Hacker News new | ask | show | jobs
by nabla9 298 days ago
Its for comparison using raw, non optimized models. Both can do much better when you optimize for inference.

Information is in the ratio of these numbers. They stay the same.

1 comments

Ok then just to clarify: you can fit 4x larger models on the Spark vs 5090, not 17x.
@nabla9 have tried to tell you that for DGX Spark, you can also use optimized models; therefore, this means that Spark can also be used for inference with bigger models, such as those exceeding 200B.

Please compare the same things: carrots VS carrots, not apples VS eggs.

I don't understand what's not optimized on 5090. If we're comparing with Apple chips or AMD Strix Halo yes you will have very different hardware + software support, no FP4 etc. but here everything is CUDA, Blackwell vs Blackwell, same FP4 structured sparsity, so I don't get how it would be honest to compare a quantized FP4 model on Spark with an unoptimized FP16 model on a 5090 ?
To me, what I think they are saying is that the Spark can use a FP16 unoptimized model with 200B parameters. However I don't really know.
You can't. The Spark has 128GB VRAM; the highest you can go in FP16 is 64B — and that's with no space for context.

200B is probably a rough estimate of Q4 + some space for context.

The Spark has 4x the VRAM of a 5090. That's all you need to know from a "how big can it go" perspective.

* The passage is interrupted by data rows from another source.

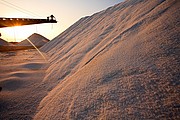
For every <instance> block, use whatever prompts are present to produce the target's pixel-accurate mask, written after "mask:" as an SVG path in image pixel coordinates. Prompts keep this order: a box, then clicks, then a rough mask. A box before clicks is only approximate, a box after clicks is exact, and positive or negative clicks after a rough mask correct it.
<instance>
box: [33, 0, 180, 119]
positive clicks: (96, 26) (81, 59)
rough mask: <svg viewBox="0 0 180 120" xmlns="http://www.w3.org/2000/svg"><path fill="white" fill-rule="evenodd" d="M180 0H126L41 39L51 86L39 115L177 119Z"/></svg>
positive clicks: (59, 118)
mask: <svg viewBox="0 0 180 120" xmlns="http://www.w3.org/2000/svg"><path fill="white" fill-rule="evenodd" d="M179 13H180V1H179V0H127V1H125V2H123V3H120V4H118V5H115V6H113V7H111V8H108V9H107V10H104V11H101V12H99V13H96V14H94V15H92V16H90V17H85V18H82V19H80V20H79V21H78V22H76V23H75V24H74V25H72V26H71V27H70V28H68V29H67V30H66V31H65V32H63V33H62V34H60V35H59V36H57V37H56V38H55V39H54V40H52V41H51V42H49V43H47V44H46V45H45V46H43V48H42V50H44V51H46V52H47V53H48V54H49V56H50V67H49V68H48V70H47V71H46V73H47V74H46V77H45V79H44V84H43V85H46V86H47V87H49V88H50V89H52V90H51V92H50V93H49V94H48V95H47V96H46V97H45V98H44V99H43V100H42V101H41V103H40V105H39V110H38V111H37V114H36V115H35V117H34V119H37V120H41V119H47V120H50V119H54V120H58V119H80V120H81V119H90V120H91V119H178V118H180V114H179V104H180V102H179V101H180V97H179V85H180V81H179V80H180V71H179V68H180V59H179V58H180V39H179V38H180V34H179V33H180V21H179V20H180V14H179Z"/></svg>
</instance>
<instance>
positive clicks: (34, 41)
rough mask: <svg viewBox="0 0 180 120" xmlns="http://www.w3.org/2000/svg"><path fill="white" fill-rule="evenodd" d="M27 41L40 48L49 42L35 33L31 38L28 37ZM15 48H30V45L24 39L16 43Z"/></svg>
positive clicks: (43, 36)
mask: <svg viewBox="0 0 180 120" xmlns="http://www.w3.org/2000/svg"><path fill="white" fill-rule="evenodd" d="M28 39H29V40H30V41H31V42H32V43H33V44H34V45H35V46H37V47H41V46H43V45H44V44H46V43H47V42H49V39H47V38H45V37H44V36H42V35H40V34H37V33H34V34H32V35H31V36H29V37H28ZM17 46H32V45H31V44H30V43H29V41H28V40H27V39H26V40H23V41H21V42H20V43H18V44H17Z"/></svg>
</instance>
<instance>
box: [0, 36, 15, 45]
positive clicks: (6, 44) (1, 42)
mask: <svg viewBox="0 0 180 120" xmlns="http://www.w3.org/2000/svg"><path fill="white" fill-rule="evenodd" d="M10 45H11V46H12V44H11V43H8V42H7V41H5V40H3V39H1V38H0V46H10Z"/></svg>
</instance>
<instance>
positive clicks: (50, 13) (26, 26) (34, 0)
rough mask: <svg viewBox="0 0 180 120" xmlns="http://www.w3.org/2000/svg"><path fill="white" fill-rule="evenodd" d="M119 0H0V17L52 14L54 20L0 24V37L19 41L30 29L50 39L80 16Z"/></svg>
mask: <svg viewBox="0 0 180 120" xmlns="http://www.w3.org/2000/svg"><path fill="white" fill-rule="evenodd" d="M122 1H123V0H0V17H12V18H13V17H16V18H17V17H19V18H45V19H46V18H47V17H48V16H50V15H54V16H55V18H56V20H57V21H58V23H54V24H51V23H50V24H37V25H27V26H20V27H8V28H0V33H1V34H2V36H1V38H2V39H4V40H6V41H9V42H15V41H16V42H19V41H22V40H24V39H26V38H27V37H29V36H30V35H31V34H33V33H39V34H41V35H43V36H45V37H46V38H48V39H50V40H52V39H53V38H54V37H56V36H57V35H59V34H60V33H61V32H63V31H64V30H66V29H67V28H68V27H70V26H71V25H72V24H73V23H75V22H76V21H77V20H79V19H80V18H82V17H84V16H90V15H92V14H94V13H96V12H100V11H101V10H105V9H107V8H108V7H111V6H113V5H115V4H118V3H120V2H122Z"/></svg>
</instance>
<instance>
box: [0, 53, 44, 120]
mask: <svg viewBox="0 0 180 120" xmlns="http://www.w3.org/2000/svg"><path fill="white" fill-rule="evenodd" d="M0 63H1V64H0V87H1V88H2V91H0V120H11V119H13V120H14V119H17V120H30V119H32V118H33V116H34V114H35V112H36V109H37V106H38V104H39V102H40V101H41V99H42V98H43V97H44V96H45V95H46V94H47V90H46V88H44V87H43V86H40V85H41V84H40V83H41V82H42V81H43V78H44V75H45V70H46V65H47V63H46V61H45V60H44V59H43V58H42V57H41V55H39V53H38V52H37V51H36V50H20V51H11V52H0Z"/></svg>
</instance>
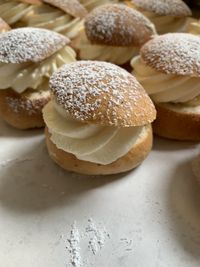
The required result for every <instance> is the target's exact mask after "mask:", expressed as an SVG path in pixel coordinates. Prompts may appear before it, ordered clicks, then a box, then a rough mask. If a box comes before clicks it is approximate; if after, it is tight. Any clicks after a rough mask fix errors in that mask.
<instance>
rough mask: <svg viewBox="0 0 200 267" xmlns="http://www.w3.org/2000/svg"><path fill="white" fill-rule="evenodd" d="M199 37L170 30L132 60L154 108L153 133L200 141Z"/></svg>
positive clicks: (147, 45)
mask: <svg viewBox="0 0 200 267" xmlns="http://www.w3.org/2000/svg"><path fill="white" fill-rule="evenodd" d="M199 47H200V38H199V37H198V36H195V35H193V34H187V33H169V34H165V35H162V36H159V37H156V38H155V39H154V40H151V41H149V42H148V43H146V44H145V45H144V46H143V47H142V49H141V50H140V56H138V57H135V58H133V59H132V61H131V66H132V67H133V74H134V75H135V76H136V78H137V80H138V81H139V82H140V83H141V84H142V85H143V87H144V89H145V90H146V92H147V93H148V94H149V96H150V97H151V98H152V100H153V101H154V103H155V106H156V108H157V119H156V120H155V122H154V124H153V128H154V132H155V133H156V134H158V135H160V136H163V137H167V138H172V139H177V140H200V53H199Z"/></svg>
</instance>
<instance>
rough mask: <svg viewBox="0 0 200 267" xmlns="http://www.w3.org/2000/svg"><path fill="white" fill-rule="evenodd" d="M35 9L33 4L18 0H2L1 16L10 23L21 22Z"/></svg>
mask: <svg viewBox="0 0 200 267" xmlns="http://www.w3.org/2000/svg"><path fill="white" fill-rule="evenodd" d="M32 9H33V6H32V5H30V4H27V3H20V2H18V1H15V0H13V1H10V0H0V16H1V18H2V19H4V20H5V21H6V22H7V23H8V24H9V25H11V26H12V25H13V24H16V23H17V22H19V21H20V22H21V20H22V19H23V18H24V17H25V16H26V15H27V14H28V13H29V12H31V10H32Z"/></svg>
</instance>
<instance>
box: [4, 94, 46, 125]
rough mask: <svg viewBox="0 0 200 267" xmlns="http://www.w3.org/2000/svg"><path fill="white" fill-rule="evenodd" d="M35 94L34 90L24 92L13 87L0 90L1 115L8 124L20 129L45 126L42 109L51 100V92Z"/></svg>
mask: <svg viewBox="0 0 200 267" xmlns="http://www.w3.org/2000/svg"><path fill="white" fill-rule="evenodd" d="M34 94H38V95H36V96H37V97H34V98H33V99H32V96H33V92H32V91H27V92H25V93H22V94H18V93H16V92H14V91H13V90H12V89H5V90H0V116H1V118H2V119H4V120H5V121H6V122H7V123H8V124H10V125H12V126H14V127H15V128H18V129H24V130H25V129H31V128H40V127H44V121H43V117H42V109H43V107H44V106H45V105H46V104H47V103H48V102H49V100H50V93H46V94H45V95H40V93H39V92H38V93H36V92H35V93H34Z"/></svg>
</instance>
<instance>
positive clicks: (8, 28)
mask: <svg viewBox="0 0 200 267" xmlns="http://www.w3.org/2000/svg"><path fill="white" fill-rule="evenodd" d="M9 30H10V26H9V25H8V24H7V23H6V22H5V21H4V20H3V19H2V18H0V33H3V32H7V31H9Z"/></svg>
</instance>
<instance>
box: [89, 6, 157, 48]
mask: <svg viewBox="0 0 200 267" xmlns="http://www.w3.org/2000/svg"><path fill="white" fill-rule="evenodd" d="M85 32H86V35H87V38H88V40H89V41H90V42H91V43H93V44H99V45H111V46H139V47H140V46H141V45H143V44H144V43H145V42H147V41H148V40H149V39H150V38H151V36H152V35H153V34H155V31H154V27H153V25H152V23H151V22H150V21H149V20H148V19H147V18H146V17H144V16H143V15H142V14H141V13H140V12H138V11H136V10H133V9H131V8H129V7H127V6H123V5H119V4H108V5H103V6H100V7H98V8H96V9H94V10H93V11H92V12H91V13H89V14H88V16H87V17H86V18H85Z"/></svg>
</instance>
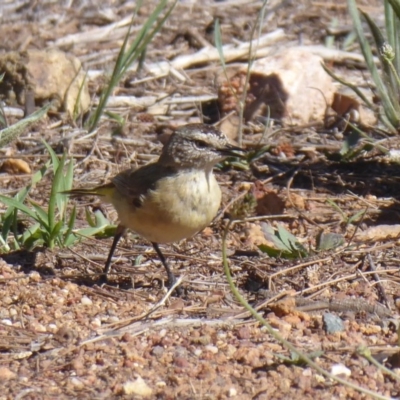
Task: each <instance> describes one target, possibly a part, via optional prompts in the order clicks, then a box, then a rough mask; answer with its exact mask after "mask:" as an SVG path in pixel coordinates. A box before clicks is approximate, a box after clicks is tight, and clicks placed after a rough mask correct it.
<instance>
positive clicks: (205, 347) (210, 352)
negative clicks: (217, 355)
mask: <svg viewBox="0 0 400 400" xmlns="http://www.w3.org/2000/svg"><path fill="white" fill-rule="evenodd" d="M205 349H206V350H207V351H209V352H210V353H213V354H217V353H218V347H216V346H213V345H212V344H208V345H207V346H205Z"/></svg>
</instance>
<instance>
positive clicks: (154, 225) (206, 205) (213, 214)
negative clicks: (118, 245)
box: [112, 170, 221, 243]
mask: <svg viewBox="0 0 400 400" xmlns="http://www.w3.org/2000/svg"><path fill="white" fill-rule="evenodd" d="M112 203H113V204H114V206H115V208H116V210H117V212H118V216H119V219H120V222H121V223H122V225H124V226H126V227H127V228H129V229H132V230H133V231H135V232H136V233H138V234H139V235H141V236H143V237H144V238H146V239H148V240H150V241H151V242H156V243H170V242H175V241H179V240H182V239H184V238H188V237H191V236H193V235H194V234H195V233H197V232H199V231H200V230H202V229H203V228H205V227H206V226H207V225H208V224H209V223H210V222H211V221H212V220H213V218H214V217H215V215H216V214H217V212H218V208H219V206H220V203H221V190H220V188H219V185H218V183H217V181H216V179H215V177H214V175H213V173H212V171H210V172H209V173H207V172H205V171H203V170H201V171H199V170H190V171H182V172H179V173H178V174H177V175H173V176H167V177H164V178H162V179H160V180H159V181H158V182H157V183H156V185H155V189H154V190H149V191H148V192H147V193H146V195H145V196H144V198H143V202H142V205H141V206H140V207H135V206H134V205H133V204H132V201H131V200H130V199H128V198H127V197H125V196H122V195H120V194H119V193H118V192H116V193H115V196H114V199H113V201H112Z"/></svg>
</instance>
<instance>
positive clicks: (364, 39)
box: [347, 0, 400, 131]
mask: <svg viewBox="0 0 400 400" xmlns="http://www.w3.org/2000/svg"><path fill="white" fill-rule="evenodd" d="M347 4H348V9H349V12H350V16H351V19H352V21H353V25H354V28H355V30H356V33H357V37H358V42H359V44H360V47H361V51H362V53H363V56H364V60H365V62H366V64H367V67H368V70H369V71H370V73H371V76H372V80H373V81H374V83H375V85H376V89H377V91H378V93H379V96H380V98H381V100H382V105H383V109H384V112H385V114H386V116H387V118H388V120H389V122H390V128H392V130H394V131H397V128H398V126H399V123H400V115H399V114H398V113H397V112H396V109H395V105H394V104H393V103H392V101H391V99H390V97H389V95H388V93H387V90H386V86H385V84H384V82H383V81H382V79H381V77H380V75H379V72H378V69H377V68H376V65H375V62H374V58H373V55H372V51H371V47H370V45H369V43H368V41H367V39H366V37H365V35H364V31H363V27H362V23H361V18H360V14H359V12H358V9H357V4H356V2H355V0H347Z"/></svg>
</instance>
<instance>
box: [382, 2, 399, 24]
mask: <svg viewBox="0 0 400 400" xmlns="http://www.w3.org/2000/svg"><path fill="white" fill-rule="evenodd" d="M387 3H389V4H390V5H391V6H392V8H393V11H394V12H395V14H396V16H397V18H398V19H400V0H386V1H385V5H386V4H387Z"/></svg>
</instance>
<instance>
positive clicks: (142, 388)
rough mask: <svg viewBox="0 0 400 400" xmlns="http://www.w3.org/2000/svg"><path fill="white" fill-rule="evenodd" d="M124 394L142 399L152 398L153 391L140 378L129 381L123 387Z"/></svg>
mask: <svg viewBox="0 0 400 400" xmlns="http://www.w3.org/2000/svg"><path fill="white" fill-rule="evenodd" d="M123 389H124V393H125V394H127V395H130V394H136V395H138V396H142V397H150V396H151V395H152V393H153V390H152V389H151V388H150V387H149V386H148V385H147V383H146V382H145V381H144V380H143V378H142V377H140V376H138V377H137V378H136V380H135V381H127V382H125V383H124V385H123Z"/></svg>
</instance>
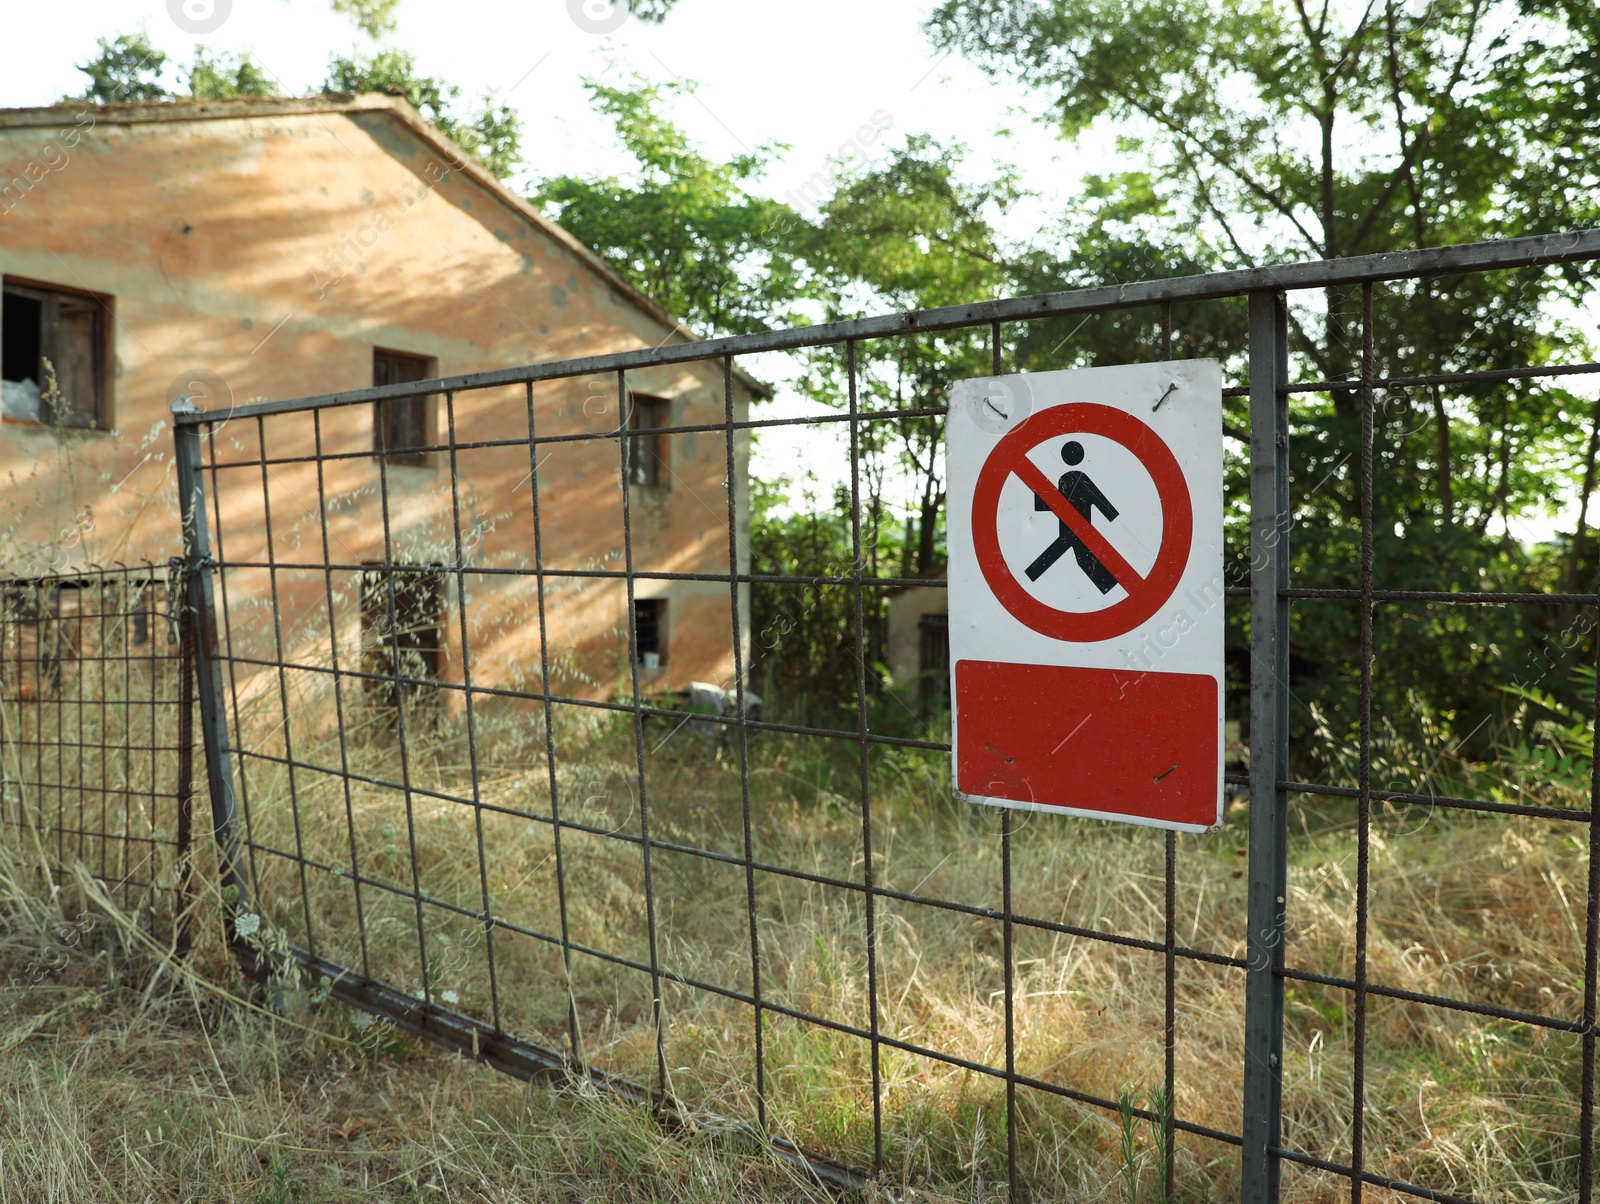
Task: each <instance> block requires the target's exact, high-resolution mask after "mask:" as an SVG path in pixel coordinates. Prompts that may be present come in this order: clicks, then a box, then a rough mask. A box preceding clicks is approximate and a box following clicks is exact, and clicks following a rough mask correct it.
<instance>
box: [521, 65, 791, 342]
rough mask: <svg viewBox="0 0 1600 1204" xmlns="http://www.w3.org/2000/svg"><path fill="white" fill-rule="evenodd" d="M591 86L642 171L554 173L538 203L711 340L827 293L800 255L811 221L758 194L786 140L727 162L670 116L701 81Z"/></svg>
mask: <svg viewBox="0 0 1600 1204" xmlns="http://www.w3.org/2000/svg"><path fill="white" fill-rule="evenodd" d="M584 83H586V86H587V88H589V96H590V102H592V104H594V107H595V109H597V110H598V112H600V114H603V115H605V117H608V118H610V120H611V123H613V126H614V130H616V138H618V141H619V142H621V146H622V150H624V152H626V154H627V157H629V159H630V160H632V163H630V167H632V170H630V171H627V173H624V175H606V176H554V178H550V179H544V181H541V183H539V184H538V187H536V189H534V194H533V202H534V203H536V205H539V207H541V208H542V210H544V211H547V213H549V215H550V216H552V218H555V219H557V221H560V223H562V226H565V227H566V229H568V231H571V232H573V234H574V235H576V237H578V239H579V240H582V242H584V243H586V245H589V247H592V248H594V250H597V251H598V253H600V255H603V256H605V258H606V259H608V261H610V263H611V264H613V266H614V267H616V269H618V271H619V272H622V274H624V275H626V277H627V279H629V280H632V282H634V283H635V285H638V287H640V288H642V290H643V291H645V293H648V295H650V296H653V298H656V299H658V301H659V303H661V304H664V306H666V307H667V309H669V311H670V312H672V314H674V315H677V317H680V319H683V320H685V322H686V323H690V327H693V328H696V330H698V331H701V333H702V335H707V336H709V335H730V333H746V331H750V330H766V328H768V327H770V325H773V323H781V322H790V320H795V317H797V304H798V303H800V301H802V299H803V298H808V296H813V295H814V293H816V288H814V277H813V272H811V271H810V269H808V264H806V263H805V258H803V255H802V250H800V248H802V243H803V232H802V231H803V226H805V223H803V221H802V219H800V218H798V215H795V213H794V210H790V208H789V207H787V205H784V203H781V202H776V200H766V199H763V197H758V195H755V194H752V192H750V186H752V184H754V183H755V181H758V179H760V178H762V175H763V173H765V170H766V167H768V163H770V162H771V160H773V157H774V155H776V154H779V152H781V150H782V147H779V146H774V144H763V146H760V147H757V149H755V150H752V152H750V154H744V155H734V157H733V159H731V160H728V162H726V163H718V162H714V160H712V159H709V157H707V155H706V154H704V152H702V150H701V149H699V147H696V146H694V144H693V141H691V139H690V136H688V134H686V133H685V131H683V130H682V128H680V126H677V125H674V123H672V120H670V118H667V117H666V115H664V114H662V106H664V102H666V101H667V99H669V98H672V96H683V94H688V93H691V91H693V85H690V83H666V85H654V83H650V82H646V80H643V78H642V77H637V75H635V77H634V78H632V82H630V85H629V86H613V85H608V83H602V82H600V80H592V78H590V80H586V82H584Z"/></svg>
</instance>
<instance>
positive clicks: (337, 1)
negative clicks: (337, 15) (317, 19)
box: [333, 0, 400, 38]
mask: <svg viewBox="0 0 1600 1204" xmlns="http://www.w3.org/2000/svg"><path fill="white" fill-rule="evenodd" d="M398 6H400V0H333V11H334V13H342V14H344V16H347V18H350V19H352V21H354V22H355V24H357V27H358V29H360V30H362V32H363V34H366V35H368V37H371V38H378V37H382V35H384V34H394V30H395V26H397V24H398V18H397V16H395V10H397V8H398Z"/></svg>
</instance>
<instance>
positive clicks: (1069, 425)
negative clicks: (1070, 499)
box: [973, 402, 1194, 644]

from the NVidia DGX Spark datasheet:

  With 128 GB of unified system memory, developers can experiment, fine-tune, or inference models of up to 200B parameters. Plus, NVIDIA ConnectX™ networking can connect two NVIDIA DGX Spark supercomputers to enable inference on models up to 405B parameters.
You and nabla9 are both the one comparing apples and eggs. 4x more RAM means 4x larger models when everything else is held the same to make a fair comparison.